By the way, this new GDRs overview is part of a book-length collection of rare relevance called What Next Volume III: Climate, Development and Equity. Take a good look at the Table of Contents page. There’s lots of excellent stuff here. In particular, Kevin Anderson’s Climate change: going beyond dangerous — Brutal numbers and tenuous hope is absolutely required reading. And Dale Wen’s piece on China — China and climate change — Spin, facts, and realpolitik — is excellent. If you still have Mark Lynas’ supremely unhelpful post-Copenhagen screed — “How do I know China wrecked the Copenhagen deal? I was in the room” — floating around in your head, Dale’s piece will help you to purge it for good. And Matthew Stilwell’s Climate finance – How much is needed?, which is extremely useful. And don’t miss A global programme to tackle energy access and climate change, by Tariq Bauri and Niclas Hällström. This is a key piece of the puzzle.
– Tom Athanasiou, July 21, 2012
The new issue of Rolling Stone has a major essay by Bill McKibben, called Global Warming’s Terrifying New Math. It’s a must read, for a number of reasons. The big one is that McKibben’s call for a “carbon disinvestment” movement – aimed at breaking the hammerlock that the fossil cartel has on our civilization – is a big step forward. It’s not the only step we need to take (more on this below) but it would make a huge difference.

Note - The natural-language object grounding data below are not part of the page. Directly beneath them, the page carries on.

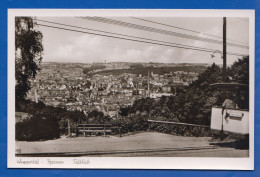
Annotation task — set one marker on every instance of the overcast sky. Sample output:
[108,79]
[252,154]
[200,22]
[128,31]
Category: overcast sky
[68,46]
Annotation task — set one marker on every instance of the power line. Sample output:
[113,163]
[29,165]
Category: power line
[148,42]
[185,29]
[156,30]
[210,50]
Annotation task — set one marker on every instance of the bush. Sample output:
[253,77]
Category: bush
[37,128]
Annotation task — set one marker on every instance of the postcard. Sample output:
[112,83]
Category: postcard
[131,89]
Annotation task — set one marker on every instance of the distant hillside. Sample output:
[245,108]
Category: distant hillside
[156,70]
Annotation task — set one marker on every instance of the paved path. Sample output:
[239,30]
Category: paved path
[141,144]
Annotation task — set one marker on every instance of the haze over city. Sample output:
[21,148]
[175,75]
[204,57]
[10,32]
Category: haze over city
[71,46]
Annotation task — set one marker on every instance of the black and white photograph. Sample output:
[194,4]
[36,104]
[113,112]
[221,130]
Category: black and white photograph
[131,89]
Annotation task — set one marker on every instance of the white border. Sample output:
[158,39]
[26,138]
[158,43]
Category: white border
[129,162]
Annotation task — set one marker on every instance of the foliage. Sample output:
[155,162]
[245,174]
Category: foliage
[37,127]
[28,54]
[45,122]
[192,104]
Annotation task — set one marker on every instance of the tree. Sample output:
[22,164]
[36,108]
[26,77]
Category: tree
[28,55]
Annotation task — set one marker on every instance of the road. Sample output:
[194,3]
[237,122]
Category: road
[151,144]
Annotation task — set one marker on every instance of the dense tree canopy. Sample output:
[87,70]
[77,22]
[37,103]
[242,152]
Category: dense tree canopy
[28,54]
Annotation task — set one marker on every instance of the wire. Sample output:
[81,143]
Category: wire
[134,40]
[185,29]
[156,30]
[210,50]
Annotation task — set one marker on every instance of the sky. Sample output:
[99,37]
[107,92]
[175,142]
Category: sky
[70,46]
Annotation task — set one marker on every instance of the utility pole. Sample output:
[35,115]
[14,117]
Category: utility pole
[148,82]
[224,49]
[224,67]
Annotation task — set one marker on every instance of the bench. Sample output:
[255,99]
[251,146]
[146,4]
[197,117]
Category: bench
[90,129]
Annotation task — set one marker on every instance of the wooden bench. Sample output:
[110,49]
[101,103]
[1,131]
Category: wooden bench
[90,129]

First up, Terrifying New Math is a fine science-for-civilians essay on the recent “extreme weather,” which has been monumental. In fact, the summer of 2012 may well turn out to be a decisive turning point in the climate war. Not to put too fine a point on this, but the deniers have obviously peaked, at least in the US, at least for now. Not that they’ve given up – or run out of funding – but at least they’re now in the rear view. I for one doubt that they’ll be taking control of the debate again.
Anyway, there’s a lot of extreme-weather color in this essay. Who knew that this spring, when it rained in Mecca at a temperature of 109 degrees, it was the hottest recorded downpour on the books? And McKibben does a great job of quickly moving on to key numbers, and then drawing some substantive conclusions.